Staff research areas
Professor Rafaella Folli
Professor Raffaella Folli’s specialist area is syntax, and particularly the lexicon-syntax interface, within the Minimalist framework. She is also interested in language acquisition, language processing and in the study of syntactic deficiencies in aphasia. She has worked and published on a range of languages including English, Italian, Greek and Persian.
Dr Juliana Gerard
Dr Gerard researches in language acquisition and language processing in children and adults. Her work has focused on how processes that are not specific to language, like memory and inhibitory control, can influence children's language development.
Professor Alison Henry
Best known for her work on Belfast English and microvariation in syntax, she also works on language acquisition, language disorders and the interface between syntactic theory and sociolinguistics.
Dr Anthea Irwin
Dr Anthea Irwin’s main research areas are sociolinguistics and discourse analysis.
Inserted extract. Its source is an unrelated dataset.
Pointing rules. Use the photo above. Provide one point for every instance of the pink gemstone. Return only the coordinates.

She has two key foci: linguistic construction of identity, particularly in conversational interaction; and linguistic and multimodal constructions of individuals and groups, particularly those who are marginalised, in the media.
Dr Lynda Kennedy
Dr Kennedy's research interests include the language and processing aspects of Broca's aphasia, experimental linguistics, the comparison between language acquisition and disorder. Her work extends the scope of inquiry on Broca's aphasia from the traditional domain of syntax and beyond into the domain of semantics/pragmatics.
Dr Philip McDermott
Dr Philip McDermott’s research focuses on the relationship between the state and linguistic minorities. A focus of his previous research has been in the area of language policy in post conflict societies and planning for (and by) migrant communities. He has a specific interest in the perception of minority languages in public places, the ways that government and communities deal with linguistic diversity and the manner in which multilingualism and bilingualism are dealt with in policy contexts. Presently, Dr McDermott's work is focused on cultural identity and diversity (including language) and how this is manifested in public institutions – particularly the heritage sector, and how migrants engage with this sector.
Dr Jacopo Romoli
Dr Jacopo Romoli’s research interests are multidisciplinary bridging theoretical linguistics with cognitive psychology and philosophy of language, focusing on formal semantics. More specifically, his current research focuses on Presuppositions, Scalar Implicatures, Free choice inferences, Neg-raising phenomena, Assertability constraints, and the scope interactions of nominal quantifiers and modals.
Dr Karyn Stapleton
Dr Karyn Stapleton’s research interests are in the areas of discourse analysis, interpersonal communication, pragmatics, social psychology, and identity construction and management. Her core research involves the application of discourse analytic approaches to issues of culture, politics, community and identity, particularly within the Northern Irish context. Dr Stapleton also supervises in the areas of accountability, social psychology, focusing on the phenomenon of swearing as an interpersonal activity (sociolinguistic, pragmatic, and psychological perspectives).
Dr Christina Sevdali
Dr Christina Sevdali specialises in two main themes: Generative Historical Linguistics and Multilingualism. Within the former, she is focusing on linking historical linguistics, and Ancient Greek language in particular with theoretical (and specifically generative) syntax. She is leading Language made fun, a project that applies linguistics research on multilingualism to an educational setting, assisting newcomer pupils to achieve their full potential.
Dr Catrin Rhys
Dr Catrin Rhys specialises in Conversation Analysis with an emphasis on social interaction with language disordered participants. She has a particular interest in interactional adaptation/ compensation in language impairment. She is also interested in the interface between interaction and the linguistic system the interface between discourse and prosody.